Meggie parallel cluster
The RRZE’s Meggie cluster (manufacturer: Megware) is a high-performance compute resource with high speed interconnect. It is intended for distributed-memory (MPI) or hybrid parallel programs with medium to high communication requirements.
- 728 compute nodes, each with two Intel Xeon E5-2630v4 “Broadwell” chips (10 cores per chip) running at 2.2 GHz with 25 MB Shared Cache per chip and 64 GB of RAM.
- 2 front end nodes with the same CPUs as the compute nodes but 128 GB of RAM.
- Lustre-based parallel filesystem with a capacity of almost 1 PB and an aggregated parallel I/O bandwidth of > 9000 MB/s.

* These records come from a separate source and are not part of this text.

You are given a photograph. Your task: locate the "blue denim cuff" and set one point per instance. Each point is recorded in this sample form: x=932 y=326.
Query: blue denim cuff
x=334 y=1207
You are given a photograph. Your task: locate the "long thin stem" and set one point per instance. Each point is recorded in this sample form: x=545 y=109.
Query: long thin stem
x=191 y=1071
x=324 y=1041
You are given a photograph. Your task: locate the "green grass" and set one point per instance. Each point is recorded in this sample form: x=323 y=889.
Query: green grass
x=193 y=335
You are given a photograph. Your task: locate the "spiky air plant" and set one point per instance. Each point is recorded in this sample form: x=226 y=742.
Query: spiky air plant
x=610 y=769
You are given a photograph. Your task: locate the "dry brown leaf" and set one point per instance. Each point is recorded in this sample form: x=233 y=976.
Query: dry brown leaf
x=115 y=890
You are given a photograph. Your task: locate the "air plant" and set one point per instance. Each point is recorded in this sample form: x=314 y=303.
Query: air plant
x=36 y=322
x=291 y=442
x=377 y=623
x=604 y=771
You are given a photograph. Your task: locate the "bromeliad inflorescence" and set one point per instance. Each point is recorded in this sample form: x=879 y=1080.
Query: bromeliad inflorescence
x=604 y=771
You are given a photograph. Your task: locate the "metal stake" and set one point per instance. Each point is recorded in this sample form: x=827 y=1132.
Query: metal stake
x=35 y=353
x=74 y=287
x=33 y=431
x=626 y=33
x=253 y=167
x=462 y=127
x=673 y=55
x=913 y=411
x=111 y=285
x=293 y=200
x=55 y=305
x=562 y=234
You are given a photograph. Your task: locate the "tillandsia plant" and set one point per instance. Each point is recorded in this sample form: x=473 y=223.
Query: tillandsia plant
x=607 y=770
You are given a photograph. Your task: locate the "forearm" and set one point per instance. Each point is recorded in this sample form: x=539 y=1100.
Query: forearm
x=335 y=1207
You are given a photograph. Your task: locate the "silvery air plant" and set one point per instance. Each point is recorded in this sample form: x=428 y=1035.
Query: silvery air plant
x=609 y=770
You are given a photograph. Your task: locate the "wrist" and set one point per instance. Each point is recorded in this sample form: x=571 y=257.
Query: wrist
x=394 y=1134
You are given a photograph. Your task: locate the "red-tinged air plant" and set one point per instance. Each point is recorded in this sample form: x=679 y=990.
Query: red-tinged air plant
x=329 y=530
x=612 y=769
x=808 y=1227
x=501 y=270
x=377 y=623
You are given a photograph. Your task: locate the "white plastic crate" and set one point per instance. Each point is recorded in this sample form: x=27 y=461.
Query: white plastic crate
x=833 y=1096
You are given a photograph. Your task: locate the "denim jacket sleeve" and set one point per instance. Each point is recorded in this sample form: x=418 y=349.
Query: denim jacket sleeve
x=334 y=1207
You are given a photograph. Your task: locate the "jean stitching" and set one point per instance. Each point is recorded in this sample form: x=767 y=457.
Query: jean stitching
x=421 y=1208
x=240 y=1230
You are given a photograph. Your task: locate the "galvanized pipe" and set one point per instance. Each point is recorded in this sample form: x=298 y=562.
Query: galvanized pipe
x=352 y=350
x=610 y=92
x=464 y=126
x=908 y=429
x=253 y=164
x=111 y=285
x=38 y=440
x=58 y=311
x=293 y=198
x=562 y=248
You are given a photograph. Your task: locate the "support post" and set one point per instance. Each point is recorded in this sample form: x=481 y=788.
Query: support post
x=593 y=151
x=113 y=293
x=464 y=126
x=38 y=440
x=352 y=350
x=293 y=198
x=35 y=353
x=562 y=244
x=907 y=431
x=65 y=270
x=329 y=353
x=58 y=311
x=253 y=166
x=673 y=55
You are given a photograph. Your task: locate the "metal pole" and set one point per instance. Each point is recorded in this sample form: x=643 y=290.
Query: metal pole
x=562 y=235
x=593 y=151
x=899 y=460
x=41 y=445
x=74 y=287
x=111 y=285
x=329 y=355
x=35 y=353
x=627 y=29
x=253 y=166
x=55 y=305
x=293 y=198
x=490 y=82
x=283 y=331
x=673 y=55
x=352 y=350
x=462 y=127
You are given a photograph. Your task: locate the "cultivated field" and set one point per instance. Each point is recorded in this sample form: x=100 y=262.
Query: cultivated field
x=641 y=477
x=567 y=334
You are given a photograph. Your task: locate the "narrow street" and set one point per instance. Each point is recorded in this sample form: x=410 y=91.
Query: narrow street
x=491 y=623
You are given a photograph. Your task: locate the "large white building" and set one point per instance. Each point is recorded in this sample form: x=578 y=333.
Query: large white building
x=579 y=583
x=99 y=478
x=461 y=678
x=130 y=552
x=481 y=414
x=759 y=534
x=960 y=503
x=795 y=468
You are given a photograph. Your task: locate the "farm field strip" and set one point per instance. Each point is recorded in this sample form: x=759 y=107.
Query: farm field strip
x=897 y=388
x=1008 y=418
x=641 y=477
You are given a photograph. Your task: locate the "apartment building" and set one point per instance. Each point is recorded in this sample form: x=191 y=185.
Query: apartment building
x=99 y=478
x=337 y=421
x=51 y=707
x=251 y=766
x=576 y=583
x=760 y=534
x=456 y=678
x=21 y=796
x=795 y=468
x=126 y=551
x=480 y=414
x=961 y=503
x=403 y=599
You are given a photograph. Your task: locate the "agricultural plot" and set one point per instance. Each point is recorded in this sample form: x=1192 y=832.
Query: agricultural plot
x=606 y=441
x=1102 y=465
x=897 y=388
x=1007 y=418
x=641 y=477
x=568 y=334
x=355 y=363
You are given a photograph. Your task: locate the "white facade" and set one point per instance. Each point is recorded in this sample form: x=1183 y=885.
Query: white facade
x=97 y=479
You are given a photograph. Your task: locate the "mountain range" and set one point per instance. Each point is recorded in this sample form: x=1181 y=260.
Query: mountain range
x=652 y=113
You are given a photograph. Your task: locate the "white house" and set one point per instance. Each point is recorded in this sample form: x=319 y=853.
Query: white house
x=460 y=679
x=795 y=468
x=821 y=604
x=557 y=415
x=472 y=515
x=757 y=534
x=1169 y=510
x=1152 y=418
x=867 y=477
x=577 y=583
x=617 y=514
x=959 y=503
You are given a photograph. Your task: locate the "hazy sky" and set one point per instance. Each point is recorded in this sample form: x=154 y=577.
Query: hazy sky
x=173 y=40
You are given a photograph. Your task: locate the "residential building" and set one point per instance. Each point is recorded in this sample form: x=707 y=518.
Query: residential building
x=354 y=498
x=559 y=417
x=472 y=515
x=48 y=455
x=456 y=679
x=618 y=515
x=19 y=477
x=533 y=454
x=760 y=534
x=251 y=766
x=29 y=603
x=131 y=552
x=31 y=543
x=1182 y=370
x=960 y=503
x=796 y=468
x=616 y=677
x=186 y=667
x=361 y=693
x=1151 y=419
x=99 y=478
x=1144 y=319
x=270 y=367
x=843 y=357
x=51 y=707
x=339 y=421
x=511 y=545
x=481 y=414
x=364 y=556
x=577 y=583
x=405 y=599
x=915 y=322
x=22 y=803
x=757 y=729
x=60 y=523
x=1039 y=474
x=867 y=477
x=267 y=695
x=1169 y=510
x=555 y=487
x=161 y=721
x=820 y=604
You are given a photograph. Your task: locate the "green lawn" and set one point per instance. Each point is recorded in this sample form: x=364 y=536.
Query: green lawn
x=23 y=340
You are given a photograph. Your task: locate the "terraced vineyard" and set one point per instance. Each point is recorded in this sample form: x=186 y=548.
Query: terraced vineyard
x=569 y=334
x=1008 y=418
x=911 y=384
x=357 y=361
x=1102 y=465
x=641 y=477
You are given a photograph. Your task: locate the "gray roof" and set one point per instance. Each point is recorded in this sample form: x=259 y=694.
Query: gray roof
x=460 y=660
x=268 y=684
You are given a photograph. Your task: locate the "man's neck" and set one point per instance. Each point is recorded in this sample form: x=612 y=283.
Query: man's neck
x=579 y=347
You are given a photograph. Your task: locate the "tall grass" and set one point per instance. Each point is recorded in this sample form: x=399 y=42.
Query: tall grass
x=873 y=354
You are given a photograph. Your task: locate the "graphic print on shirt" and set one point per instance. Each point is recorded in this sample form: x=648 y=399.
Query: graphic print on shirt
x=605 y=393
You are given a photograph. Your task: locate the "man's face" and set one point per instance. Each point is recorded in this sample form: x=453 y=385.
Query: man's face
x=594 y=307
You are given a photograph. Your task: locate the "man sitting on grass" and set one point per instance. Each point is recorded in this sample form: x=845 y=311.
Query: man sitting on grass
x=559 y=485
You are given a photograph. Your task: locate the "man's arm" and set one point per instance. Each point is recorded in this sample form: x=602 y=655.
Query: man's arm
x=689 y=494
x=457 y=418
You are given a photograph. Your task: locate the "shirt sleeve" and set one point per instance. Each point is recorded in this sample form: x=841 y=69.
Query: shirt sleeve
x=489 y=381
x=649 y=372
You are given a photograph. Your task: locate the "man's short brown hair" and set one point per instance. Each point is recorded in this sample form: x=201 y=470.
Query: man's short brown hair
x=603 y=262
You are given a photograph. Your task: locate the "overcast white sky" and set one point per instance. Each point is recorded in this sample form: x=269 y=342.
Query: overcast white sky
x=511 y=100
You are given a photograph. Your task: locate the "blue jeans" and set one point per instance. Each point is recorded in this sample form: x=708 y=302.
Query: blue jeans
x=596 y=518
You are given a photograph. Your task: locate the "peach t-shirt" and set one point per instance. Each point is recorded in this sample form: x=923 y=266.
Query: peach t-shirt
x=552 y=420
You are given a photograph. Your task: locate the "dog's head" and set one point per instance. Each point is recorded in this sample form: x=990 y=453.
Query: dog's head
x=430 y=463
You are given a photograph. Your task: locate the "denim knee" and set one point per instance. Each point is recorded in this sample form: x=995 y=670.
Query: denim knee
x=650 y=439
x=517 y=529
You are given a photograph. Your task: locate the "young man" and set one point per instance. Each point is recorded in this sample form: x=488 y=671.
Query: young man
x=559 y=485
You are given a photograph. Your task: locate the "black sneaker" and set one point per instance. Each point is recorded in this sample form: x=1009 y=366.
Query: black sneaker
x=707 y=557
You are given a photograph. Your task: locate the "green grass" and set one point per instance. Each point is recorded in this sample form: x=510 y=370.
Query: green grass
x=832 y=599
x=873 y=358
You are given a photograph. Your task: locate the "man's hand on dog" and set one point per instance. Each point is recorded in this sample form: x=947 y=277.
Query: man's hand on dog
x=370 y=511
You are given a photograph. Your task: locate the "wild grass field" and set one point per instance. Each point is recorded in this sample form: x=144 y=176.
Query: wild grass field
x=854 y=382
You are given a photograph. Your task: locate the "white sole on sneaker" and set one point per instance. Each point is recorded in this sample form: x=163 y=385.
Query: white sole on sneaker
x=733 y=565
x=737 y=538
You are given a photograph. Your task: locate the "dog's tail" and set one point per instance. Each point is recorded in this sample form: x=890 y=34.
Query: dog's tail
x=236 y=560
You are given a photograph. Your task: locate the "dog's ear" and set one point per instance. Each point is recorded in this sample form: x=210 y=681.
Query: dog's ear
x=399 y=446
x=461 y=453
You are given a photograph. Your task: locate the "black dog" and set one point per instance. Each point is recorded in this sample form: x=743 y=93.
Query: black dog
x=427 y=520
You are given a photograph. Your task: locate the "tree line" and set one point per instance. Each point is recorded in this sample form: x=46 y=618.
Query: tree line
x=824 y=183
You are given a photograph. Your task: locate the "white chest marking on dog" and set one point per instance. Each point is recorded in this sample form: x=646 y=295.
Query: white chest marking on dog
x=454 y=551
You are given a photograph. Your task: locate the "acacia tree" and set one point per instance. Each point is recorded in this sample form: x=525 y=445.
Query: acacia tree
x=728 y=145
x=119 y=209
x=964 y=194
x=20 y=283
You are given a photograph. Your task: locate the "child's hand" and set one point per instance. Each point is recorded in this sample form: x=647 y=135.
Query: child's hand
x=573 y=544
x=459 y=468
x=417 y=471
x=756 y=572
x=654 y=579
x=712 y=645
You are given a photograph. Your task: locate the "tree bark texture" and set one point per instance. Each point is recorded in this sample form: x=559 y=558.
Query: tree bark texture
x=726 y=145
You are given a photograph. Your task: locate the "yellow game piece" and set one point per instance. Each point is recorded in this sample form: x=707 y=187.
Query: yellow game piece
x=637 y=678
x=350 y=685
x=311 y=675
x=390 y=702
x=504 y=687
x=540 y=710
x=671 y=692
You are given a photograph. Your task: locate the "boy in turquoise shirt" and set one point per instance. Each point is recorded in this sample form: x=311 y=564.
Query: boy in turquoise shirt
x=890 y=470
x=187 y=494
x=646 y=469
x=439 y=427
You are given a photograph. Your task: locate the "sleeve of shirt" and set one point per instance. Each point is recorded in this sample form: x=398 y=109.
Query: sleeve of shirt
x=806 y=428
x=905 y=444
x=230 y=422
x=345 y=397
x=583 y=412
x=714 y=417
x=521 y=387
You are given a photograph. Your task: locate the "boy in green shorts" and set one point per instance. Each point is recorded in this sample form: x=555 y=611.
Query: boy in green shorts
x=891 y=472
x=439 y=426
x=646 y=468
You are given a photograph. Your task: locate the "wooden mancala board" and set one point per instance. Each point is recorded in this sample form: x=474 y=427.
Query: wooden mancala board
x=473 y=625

- Intel OmniPath interconnect with up to 100 GBit/s bandwidth per link and direction.
- Measured LINPACK performance of ~481 TFlop/s.
The name “meggie” is a play with the name of the manufacturer.
Meggie is a system that is designed for running parallel programs using significantly more than one node. Jobs with less than one node are not supported by RRZE and are subject to be killed without notice.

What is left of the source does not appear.